Treasures of the Valley » Mike lawler

The History of Foothill Boulevard, Part 2

Mike Lawler is the former  president of the Historical Society of the Crescenta Valley and loves local history. Reach him at lawlerdad@yahoo.com.
Mike Lawler is the former
president of the Historical Society
of the Crescenta Valley and loves local history. Reach him at
lawlerdad@yahoo.com.

Continuing with our history of Foothill Boulevard, we pick up again at the turn of the 20th century. 1893 had seen the completion of a bridge across the Arroyo between Pasadena and La Cañada. (The footings of this bridge are still visible just inside Devil’s Gate Dam.) This allowed regular stage coach service from well-established Pasadena, over the wooden bridge, along the dusty, rutted Michigan Avenue (today’s Foothill Boulevard), to its turnaround spot at the general store and post office on the southeast corner of Michigan and Los Angeles (today Foothill and La Crescenta). The six-passenger open carriage also transported mail and light freight.

In 1912, with improvements to the bridge across the Arroyo, the state began to study the idea of taking over maintenance of Michigan Avenue. In 1915, state road crews were sent to widen, straighten and ultimately pave Michigan. Just after Christmas in 1915, the L.A. Times reported that an overturned kerosene lamp in the tent camp of the state highway construction crew started a fire that burned from Michigan Avenue to Honolulu Avenue, but that no houses were destroyed. In 1930 Michigan Avenue’s name was changed to Foothill Boulevard to conform and connect to the other Foothill boulevards that ran along the base (or “foothills”) of the San Gabriel Mountains. By 1936, Foothill was designated State Highway 118, extending from Route 66 in Pasadena to Oxnard.

The New Year’s Day Flood of ’34 saw Foothill covered with several feet of mud and rocks, which took days to remove, mostly by hand shovel work. The building of several flood control channels that ran beneath Foothill necessitated the building of short bridges over each channel. Despite this work, Foothill was closed again by a debris flow in the big rain of 1938.

Gas rationing of WWII curtailed most traffic on Foothill, and the highway became a military convoy route to bypass downtown Los Angeles. Foothill was sometimes closed to civilian traffic as tanks rolled through on their way to Patton’s training grounds in the Mojave Desert. A military refueling depot was set up at a wide place in the road in La Cañada, near today’s Memorial Park, and an anti-aircraft gun on Reynolds Hill (between Briggs and Ocean View) protected the roadway.

The post-war population boom in Crescenta-Cañada created traffic congestion on Foothill, and in the ’50s the roadway was widened from two lanes to four lanes.
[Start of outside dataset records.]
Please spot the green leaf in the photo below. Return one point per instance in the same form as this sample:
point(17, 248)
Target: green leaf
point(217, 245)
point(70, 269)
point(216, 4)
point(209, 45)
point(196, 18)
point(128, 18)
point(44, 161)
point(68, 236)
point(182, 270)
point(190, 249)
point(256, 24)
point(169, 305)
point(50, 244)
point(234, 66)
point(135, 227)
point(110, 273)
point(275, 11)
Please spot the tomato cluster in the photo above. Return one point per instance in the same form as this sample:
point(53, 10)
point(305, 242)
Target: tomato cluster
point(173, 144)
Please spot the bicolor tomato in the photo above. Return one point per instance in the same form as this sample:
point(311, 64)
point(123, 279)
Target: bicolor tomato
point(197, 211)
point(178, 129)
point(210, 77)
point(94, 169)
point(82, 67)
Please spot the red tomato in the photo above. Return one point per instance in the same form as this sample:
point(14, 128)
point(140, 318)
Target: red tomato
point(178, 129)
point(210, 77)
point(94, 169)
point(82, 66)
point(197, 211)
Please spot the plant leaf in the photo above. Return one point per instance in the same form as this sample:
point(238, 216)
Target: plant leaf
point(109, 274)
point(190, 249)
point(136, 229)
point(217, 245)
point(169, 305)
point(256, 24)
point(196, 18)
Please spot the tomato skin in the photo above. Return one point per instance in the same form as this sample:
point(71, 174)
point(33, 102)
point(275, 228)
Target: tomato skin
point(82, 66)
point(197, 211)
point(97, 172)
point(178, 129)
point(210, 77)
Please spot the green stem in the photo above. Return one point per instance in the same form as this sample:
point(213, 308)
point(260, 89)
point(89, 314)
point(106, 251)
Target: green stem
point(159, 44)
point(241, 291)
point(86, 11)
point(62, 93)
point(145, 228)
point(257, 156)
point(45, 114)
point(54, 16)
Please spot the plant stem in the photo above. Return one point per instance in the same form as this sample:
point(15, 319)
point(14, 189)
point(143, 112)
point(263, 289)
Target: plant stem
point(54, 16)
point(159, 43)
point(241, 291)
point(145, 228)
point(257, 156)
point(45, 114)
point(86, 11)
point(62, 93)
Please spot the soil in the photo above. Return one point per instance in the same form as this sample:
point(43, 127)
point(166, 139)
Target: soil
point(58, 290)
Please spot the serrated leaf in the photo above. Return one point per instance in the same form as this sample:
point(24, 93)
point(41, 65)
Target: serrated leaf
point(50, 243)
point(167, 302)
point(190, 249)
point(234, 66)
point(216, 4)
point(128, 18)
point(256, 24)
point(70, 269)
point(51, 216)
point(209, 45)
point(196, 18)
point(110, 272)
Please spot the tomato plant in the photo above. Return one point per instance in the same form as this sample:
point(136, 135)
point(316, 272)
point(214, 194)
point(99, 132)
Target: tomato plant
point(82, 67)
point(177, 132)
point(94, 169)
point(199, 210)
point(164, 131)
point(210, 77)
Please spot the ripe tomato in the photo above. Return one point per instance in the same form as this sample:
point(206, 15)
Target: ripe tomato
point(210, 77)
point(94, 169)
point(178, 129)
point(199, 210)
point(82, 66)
Nonetheless, traffic continued to build and it became obvious to state planners that an east-west freeway across the valley was necessary. For a decade the “Foothill Freeway” concept and its proposed route was argued, with the vast majority of foothill residents opposed to a freeway. Despite overwhelming opposition locally, the deciding “yes” vote was cast in 1968. The route of the freeway crossed Foothill twice, once over (at St. Francis High), and once under (at Memorial Park). As the new 210 Freeway opened in stages in the early ’70s, Foothill Boulevard was relieved of some of its traffic.

Local teens sought to enliven that traffic in 1975 with a “Foothill Cruise Night.” For three successive Monday nights in June of that year, kids fought police for the right to cruise Foothill. Despite some pitched battles, they “fought the law and the law won.”

The boulevard has continued to evolve. La Cañada chose to slow traffic down and beautify Foothill with the addition of landscaped center islands, whereas the CV side has chosen to keep its wide, bare highway configuration, even going so far as to reject a significant state grant for center medians in ’95. In the unincorporated CV portion of the boulevard, the new CV Town Council of the ’90s made significant gains in aesthetics when it coordinated undergrounding of utilities and a ban on any new billboards. Recently that same town council spearheaded design standards for new businesses, again for aesthetic purposes.

Foothill Boulevard, previously Michigan Avenue, defines our valley on its seven-mile journey. From Tujunga to Hahamongna, it passes through and connects four civic entities, and marks out 135 years of our history. It’s our center – our “Main Street.”